Is there an example somewhere or can someone explain how to using Kinesis Analytics to construct real time sessions. (ie sessionization)
It is mentioned that this possible here: https://aws.amazon.com/blogs/aws/amazon-kinesis-analytics-process-streaming-data-in-real-time-with-sql/ in the discussion of custom windows but does not give an example.
Typically this is done in SQL using the LAG function so you can compute the time difference between consecutive rows. This post: https://blog.modeanalytics.com/finding-user-sessions-sql/ describes how to do it with conventional (non-streaming) SQL. However, I don't see support for the LAG function in Kinesis Analytics.
In particular I would love two examples. Assume that both take as input a stream consisting of a user_id and a timestamp. Define a session a sequence of events from the same user separated by less than 5 minutes
1) The first outputs a stream that has the additional columns event_count session_start_timestamp. Every time an event comes in this should output an event with these two additional columns.

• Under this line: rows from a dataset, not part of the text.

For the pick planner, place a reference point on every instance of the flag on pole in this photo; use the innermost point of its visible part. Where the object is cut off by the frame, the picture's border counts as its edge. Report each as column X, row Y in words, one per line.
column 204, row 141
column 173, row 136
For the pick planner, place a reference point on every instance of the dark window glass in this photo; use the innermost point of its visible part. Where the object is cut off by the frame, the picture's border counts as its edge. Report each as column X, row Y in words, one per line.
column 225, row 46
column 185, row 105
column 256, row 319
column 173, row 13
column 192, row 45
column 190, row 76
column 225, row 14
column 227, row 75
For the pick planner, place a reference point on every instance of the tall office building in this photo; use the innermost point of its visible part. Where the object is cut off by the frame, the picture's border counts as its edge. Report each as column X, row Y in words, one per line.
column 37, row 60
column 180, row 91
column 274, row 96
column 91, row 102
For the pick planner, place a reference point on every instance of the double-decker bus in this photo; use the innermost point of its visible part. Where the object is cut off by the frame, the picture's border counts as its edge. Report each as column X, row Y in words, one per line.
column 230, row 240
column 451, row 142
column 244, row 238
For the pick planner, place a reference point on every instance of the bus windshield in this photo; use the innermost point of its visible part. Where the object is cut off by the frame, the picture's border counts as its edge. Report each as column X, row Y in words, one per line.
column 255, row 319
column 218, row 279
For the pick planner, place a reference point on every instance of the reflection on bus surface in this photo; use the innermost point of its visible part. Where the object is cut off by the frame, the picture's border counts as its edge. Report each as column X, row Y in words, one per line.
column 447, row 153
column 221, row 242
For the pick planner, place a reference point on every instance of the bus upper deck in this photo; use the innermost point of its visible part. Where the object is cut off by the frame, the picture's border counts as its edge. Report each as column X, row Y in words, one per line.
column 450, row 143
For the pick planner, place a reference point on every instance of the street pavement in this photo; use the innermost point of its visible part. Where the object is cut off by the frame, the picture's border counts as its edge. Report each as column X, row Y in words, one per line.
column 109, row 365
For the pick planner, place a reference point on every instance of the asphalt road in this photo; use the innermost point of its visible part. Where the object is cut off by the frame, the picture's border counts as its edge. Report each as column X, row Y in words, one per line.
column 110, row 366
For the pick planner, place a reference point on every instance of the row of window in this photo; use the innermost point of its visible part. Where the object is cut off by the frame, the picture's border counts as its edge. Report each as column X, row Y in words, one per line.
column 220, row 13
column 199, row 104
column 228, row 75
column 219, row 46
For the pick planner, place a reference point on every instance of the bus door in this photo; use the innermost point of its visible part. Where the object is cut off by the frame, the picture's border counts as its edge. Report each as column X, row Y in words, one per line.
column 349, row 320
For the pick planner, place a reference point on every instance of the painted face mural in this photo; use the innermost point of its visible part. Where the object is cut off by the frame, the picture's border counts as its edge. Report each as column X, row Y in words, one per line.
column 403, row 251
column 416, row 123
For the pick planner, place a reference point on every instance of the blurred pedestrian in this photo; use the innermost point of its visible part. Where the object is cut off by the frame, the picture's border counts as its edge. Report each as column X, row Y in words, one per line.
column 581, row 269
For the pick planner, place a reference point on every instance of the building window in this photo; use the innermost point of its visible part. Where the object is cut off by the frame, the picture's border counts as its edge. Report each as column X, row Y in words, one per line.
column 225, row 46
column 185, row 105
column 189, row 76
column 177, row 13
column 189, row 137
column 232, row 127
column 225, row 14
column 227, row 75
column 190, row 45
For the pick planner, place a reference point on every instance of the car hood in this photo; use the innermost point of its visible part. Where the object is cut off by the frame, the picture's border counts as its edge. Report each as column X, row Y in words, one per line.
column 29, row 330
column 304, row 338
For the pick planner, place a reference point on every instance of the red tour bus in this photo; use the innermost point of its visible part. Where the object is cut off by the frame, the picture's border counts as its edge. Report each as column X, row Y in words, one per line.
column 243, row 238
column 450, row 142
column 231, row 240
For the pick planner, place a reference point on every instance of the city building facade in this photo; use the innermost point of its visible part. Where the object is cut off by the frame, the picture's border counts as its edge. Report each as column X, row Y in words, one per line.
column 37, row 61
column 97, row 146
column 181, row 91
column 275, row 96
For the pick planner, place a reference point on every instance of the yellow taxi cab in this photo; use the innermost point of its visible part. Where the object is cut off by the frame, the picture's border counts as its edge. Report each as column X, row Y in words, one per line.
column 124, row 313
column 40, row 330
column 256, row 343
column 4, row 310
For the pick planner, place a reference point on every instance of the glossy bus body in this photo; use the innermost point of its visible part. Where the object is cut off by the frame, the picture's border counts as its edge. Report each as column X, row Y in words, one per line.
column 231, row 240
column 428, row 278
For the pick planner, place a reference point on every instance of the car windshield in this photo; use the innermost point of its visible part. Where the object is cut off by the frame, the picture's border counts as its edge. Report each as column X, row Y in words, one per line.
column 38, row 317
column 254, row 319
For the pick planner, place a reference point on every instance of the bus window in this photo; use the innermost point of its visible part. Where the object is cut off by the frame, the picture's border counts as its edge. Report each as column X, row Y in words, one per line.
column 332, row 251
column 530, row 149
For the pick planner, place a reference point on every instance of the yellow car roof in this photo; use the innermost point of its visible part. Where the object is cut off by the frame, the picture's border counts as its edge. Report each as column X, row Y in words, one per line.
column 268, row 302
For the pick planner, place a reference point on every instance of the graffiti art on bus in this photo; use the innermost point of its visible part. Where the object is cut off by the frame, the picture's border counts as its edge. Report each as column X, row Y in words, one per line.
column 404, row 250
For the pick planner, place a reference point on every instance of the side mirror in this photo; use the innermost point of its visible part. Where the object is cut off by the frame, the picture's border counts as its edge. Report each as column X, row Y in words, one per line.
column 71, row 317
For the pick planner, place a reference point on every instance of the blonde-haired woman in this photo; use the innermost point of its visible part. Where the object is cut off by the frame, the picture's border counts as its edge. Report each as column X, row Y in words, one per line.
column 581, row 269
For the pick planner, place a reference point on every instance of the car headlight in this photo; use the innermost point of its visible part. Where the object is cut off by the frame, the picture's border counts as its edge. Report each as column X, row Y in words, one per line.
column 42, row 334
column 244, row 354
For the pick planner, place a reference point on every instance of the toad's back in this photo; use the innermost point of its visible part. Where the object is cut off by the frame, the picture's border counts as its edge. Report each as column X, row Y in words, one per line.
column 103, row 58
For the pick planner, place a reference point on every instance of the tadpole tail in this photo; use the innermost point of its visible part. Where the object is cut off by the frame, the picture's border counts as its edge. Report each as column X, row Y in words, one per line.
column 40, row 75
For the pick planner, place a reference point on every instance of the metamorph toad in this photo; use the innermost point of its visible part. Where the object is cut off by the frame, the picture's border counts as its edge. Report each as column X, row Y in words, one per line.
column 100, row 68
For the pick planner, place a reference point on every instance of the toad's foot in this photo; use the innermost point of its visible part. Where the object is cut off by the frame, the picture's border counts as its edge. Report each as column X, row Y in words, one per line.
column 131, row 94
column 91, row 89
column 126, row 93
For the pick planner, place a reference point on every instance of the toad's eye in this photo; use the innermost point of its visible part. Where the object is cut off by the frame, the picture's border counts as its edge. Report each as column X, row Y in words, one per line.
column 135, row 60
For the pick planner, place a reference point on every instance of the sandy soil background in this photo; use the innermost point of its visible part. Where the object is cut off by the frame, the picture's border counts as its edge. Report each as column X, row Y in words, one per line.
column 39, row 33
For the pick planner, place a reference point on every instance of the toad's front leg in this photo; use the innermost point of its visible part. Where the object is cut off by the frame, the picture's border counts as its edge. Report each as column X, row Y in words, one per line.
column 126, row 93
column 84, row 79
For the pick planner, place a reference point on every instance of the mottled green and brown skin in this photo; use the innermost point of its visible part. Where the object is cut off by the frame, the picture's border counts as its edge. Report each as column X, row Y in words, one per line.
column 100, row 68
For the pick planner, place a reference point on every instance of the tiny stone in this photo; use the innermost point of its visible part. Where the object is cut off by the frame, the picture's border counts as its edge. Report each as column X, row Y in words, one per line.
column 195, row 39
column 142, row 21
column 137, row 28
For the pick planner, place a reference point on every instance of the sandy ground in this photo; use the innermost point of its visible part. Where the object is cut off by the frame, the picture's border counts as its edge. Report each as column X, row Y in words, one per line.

2) The second example would be a stream that outputs a single event per session once the session has ended (ie 5 minutes have past with no data from a user). This event would have userId, start_timestamp, end_timestamp, and event_count
Is this possible with Kinesis Analytics?
Here is an example of doing this with Apache Spark: https://docs.cloud.databricks.com/docs/latest/databricks_guide/07%20Spark%20Streaming/Applications/01%20Sessionization.html
But I would love to do this with one (or two) Kinesis Analytics streams.